[MLton] WideChar

Stephen Weeks MLton@mlton.org
Fri, 10 Dec 2004 15:06:54 -0800


> Note, none of this is really about chars, but about encodings; that
> is why the exception makes sense (to me).  It is caused exactly by
> the fact that the function from bytes to unicode which is UTF-8 is
> only a partial function.

True.  I'm not sure which way to go.  I'd like to see stuff developed
further and see some more uses.  The tradition of the other scan
functions (e.g. Int.scan) is to return NONE when encountering invalid
input.  So, if we're writing a decoder from some encoding to WideChar

  decode: Encoding.t * (char, 'a) reader -> (WideChar.t, 'a) reader

then having the widechar return NONE when a character can't be scanned
seems plausible.  Although I find that confusing because it doesn't
distinguish from getting end of stream.  I don't really use this
reader stuff much, so I don't have a good intuition.

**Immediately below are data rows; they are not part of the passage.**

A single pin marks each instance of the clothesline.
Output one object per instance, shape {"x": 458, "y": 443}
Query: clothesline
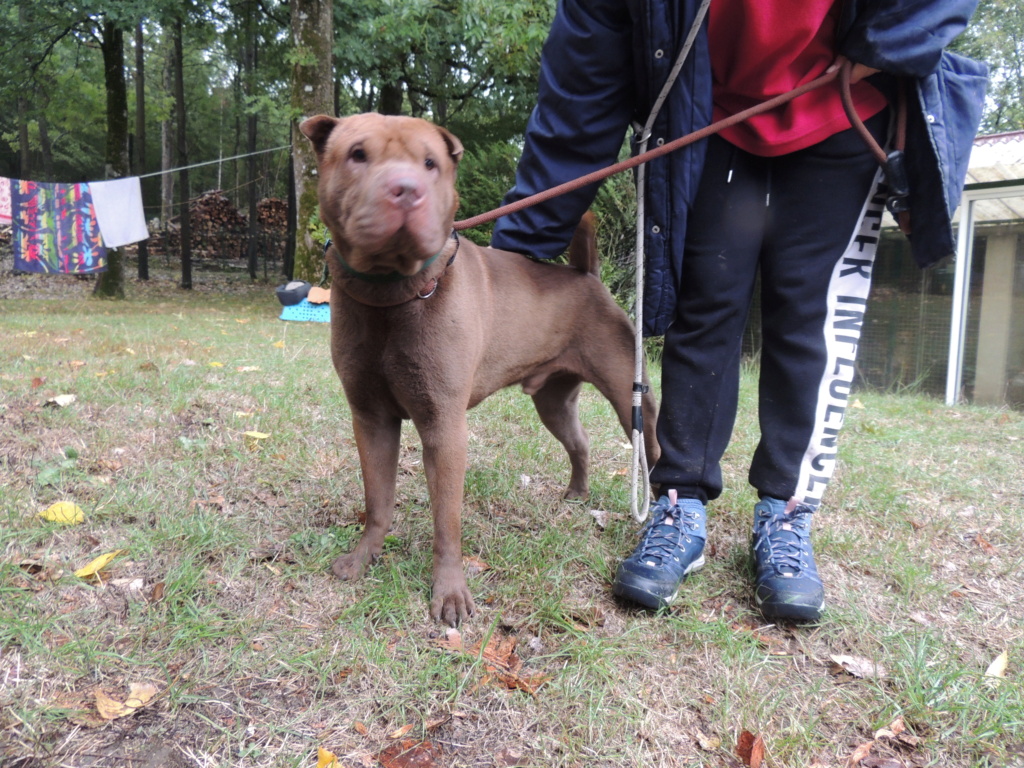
{"x": 211, "y": 162}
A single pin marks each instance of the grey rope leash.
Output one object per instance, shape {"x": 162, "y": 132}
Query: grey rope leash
{"x": 640, "y": 482}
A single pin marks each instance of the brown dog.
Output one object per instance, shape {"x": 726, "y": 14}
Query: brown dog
{"x": 425, "y": 325}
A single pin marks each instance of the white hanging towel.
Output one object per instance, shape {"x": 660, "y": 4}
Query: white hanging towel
{"x": 119, "y": 210}
{"x": 4, "y": 200}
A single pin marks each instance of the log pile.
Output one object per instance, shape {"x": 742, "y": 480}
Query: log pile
{"x": 214, "y": 214}
{"x": 271, "y": 213}
{"x": 219, "y": 230}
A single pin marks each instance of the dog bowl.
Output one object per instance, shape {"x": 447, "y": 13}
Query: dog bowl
{"x": 292, "y": 293}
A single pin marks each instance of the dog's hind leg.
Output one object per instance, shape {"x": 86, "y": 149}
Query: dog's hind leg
{"x": 611, "y": 372}
{"x": 378, "y": 439}
{"x": 558, "y": 406}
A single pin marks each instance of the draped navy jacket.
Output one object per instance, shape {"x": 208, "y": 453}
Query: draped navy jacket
{"x": 605, "y": 61}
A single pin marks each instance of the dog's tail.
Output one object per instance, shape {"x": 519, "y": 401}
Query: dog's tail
{"x": 583, "y": 249}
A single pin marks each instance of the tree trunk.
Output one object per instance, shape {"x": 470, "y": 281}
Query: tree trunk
{"x": 312, "y": 93}
{"x": 46, "y": 146}
{"x": 390, "y": 102}
{"x": 249, "y": 75}
{"x": 182, "y": 157}
{"x": 143, "y": 248}
{"x": 288, "y": 265}
{"x": 111, "y": 284}
{"x": 167, "y": 145}
{"x": 25, "y": 159}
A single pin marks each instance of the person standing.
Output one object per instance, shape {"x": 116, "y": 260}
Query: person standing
{"x": 793, "y": 195}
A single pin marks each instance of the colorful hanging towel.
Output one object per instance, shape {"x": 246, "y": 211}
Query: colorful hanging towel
{"x": 119, "y": 210}
{"x": 4, "y": 200}
{"x": 54, "y": 228}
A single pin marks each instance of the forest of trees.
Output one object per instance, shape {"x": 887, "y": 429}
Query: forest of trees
{"x": 103, "y": 88}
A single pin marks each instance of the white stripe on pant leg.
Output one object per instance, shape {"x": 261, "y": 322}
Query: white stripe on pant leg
{"x": 848, "y": 289}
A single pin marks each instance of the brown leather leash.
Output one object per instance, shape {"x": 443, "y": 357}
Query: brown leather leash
{"x": 893, "y": 163}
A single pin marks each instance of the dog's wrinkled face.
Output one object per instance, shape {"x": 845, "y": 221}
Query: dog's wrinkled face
{"x": 386, "y": 187}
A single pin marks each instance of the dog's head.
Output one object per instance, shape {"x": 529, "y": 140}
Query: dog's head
{"x": 386, "y": 187}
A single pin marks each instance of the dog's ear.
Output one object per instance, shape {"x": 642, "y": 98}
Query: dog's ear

> With regards to the multi-level table compression for Lex, long ago
> in building up a DFA string matcher I needed to store things
> compactly so that speed would be optimized.  I just used the
> following hack: divide the character space into equivalence classes
> where 2 characters are equivalent iff all transitions from all
> states are the same.

This is an excellent suggestion if the number of characters is small,
which is fine for Char1 or Char2.  But for full Unicode (21 bits) it
might be a bit overkill.  In any case, we use this trick in the MLton
regexp library (which is only for 8-bit chars) based on you making
this same suggestion many years ago :-).  It does work well.

> With regard to word8 vs. int8, isn't is a problem either way?  I.e.,
> does the FFI support unsigned char?  

The FFI supports unsigned char via the SML type Word8.word.  See

	http://mlton.org/ForeignFunctionInterfaceTypes

> If so then that should be word8 while char should be int8 

Yes, that's what we do.